Meaning: A “new” class of African Americans with money and “fashion power.” (Just typing this, I shuddered.)
Usage: “But if in 2012 the “black-geoisie” has integrated all the white codes, it does not [do so] literally. [There] is always a classic twist, with a bourgeois ethnic reference (a batik-printed turban/robe, a shell necklace, a ‘créole de rappeur’) that recalls the roots.” — a French Elle writer named Nathalie Dolivo in “Black Fashion Power”

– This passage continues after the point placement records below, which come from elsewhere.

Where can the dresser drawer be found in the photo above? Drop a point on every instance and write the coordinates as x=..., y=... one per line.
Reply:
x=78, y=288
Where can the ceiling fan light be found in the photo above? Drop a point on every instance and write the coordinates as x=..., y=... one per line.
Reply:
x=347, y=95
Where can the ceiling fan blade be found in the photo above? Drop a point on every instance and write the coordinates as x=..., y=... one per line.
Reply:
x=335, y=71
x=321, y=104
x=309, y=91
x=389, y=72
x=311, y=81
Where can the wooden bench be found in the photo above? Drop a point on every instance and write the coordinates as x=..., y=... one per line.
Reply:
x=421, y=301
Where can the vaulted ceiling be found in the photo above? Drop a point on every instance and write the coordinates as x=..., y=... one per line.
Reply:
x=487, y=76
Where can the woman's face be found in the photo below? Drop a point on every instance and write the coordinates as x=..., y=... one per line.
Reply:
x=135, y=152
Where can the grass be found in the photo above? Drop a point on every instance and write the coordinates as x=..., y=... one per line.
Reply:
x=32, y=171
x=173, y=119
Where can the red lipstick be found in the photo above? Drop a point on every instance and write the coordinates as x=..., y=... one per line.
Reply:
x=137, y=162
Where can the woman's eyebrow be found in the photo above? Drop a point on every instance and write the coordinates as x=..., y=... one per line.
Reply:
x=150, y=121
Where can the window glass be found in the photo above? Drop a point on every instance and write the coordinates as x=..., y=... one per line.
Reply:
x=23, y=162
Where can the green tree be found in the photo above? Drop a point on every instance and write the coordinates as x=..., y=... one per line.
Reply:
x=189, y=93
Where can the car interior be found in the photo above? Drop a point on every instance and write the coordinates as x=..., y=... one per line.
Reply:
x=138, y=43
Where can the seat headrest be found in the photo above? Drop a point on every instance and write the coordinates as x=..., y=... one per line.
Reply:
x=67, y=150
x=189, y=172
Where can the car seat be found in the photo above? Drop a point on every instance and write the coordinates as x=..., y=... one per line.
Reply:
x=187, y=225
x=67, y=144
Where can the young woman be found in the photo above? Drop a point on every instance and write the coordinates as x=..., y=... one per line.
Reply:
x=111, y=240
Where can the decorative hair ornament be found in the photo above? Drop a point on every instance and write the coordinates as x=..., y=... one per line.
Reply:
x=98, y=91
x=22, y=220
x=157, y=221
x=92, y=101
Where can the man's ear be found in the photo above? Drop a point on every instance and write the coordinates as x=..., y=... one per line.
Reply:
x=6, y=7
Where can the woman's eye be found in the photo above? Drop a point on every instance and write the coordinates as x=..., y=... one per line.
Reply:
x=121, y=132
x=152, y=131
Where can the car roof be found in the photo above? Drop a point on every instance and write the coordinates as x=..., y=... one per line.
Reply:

You should know it because: Even for French fashion elitists (oui, the people who brought us Lara Stone in blackface and “slave earrings” as a hot Spring 2011 trend), this Elle piece is beyond the pale. It’s downright white supremacist. “Chic has become a plausible option for a community so far pegged to its codes of streetwear,” Dolivo writes, blithely flaunting her ignorance of American history. Um, what about the OGs in their oxfords and fedoras? What about ’70s collegiate-meets-Afro style? What about millennial dandies? Her point is too silly even to refute, yet too hateful to ignore. And “black-geoisie?!” This bloody woman finds the idea of stylish African Americans (e.g. the Obamas, whose names she repeatedly drags through her racist nescience) so utterly revelatory and unprecedented that it merits a neologism, one that’s nothing short of appalling. Dolivo’s career should meet its fate at the guillotine.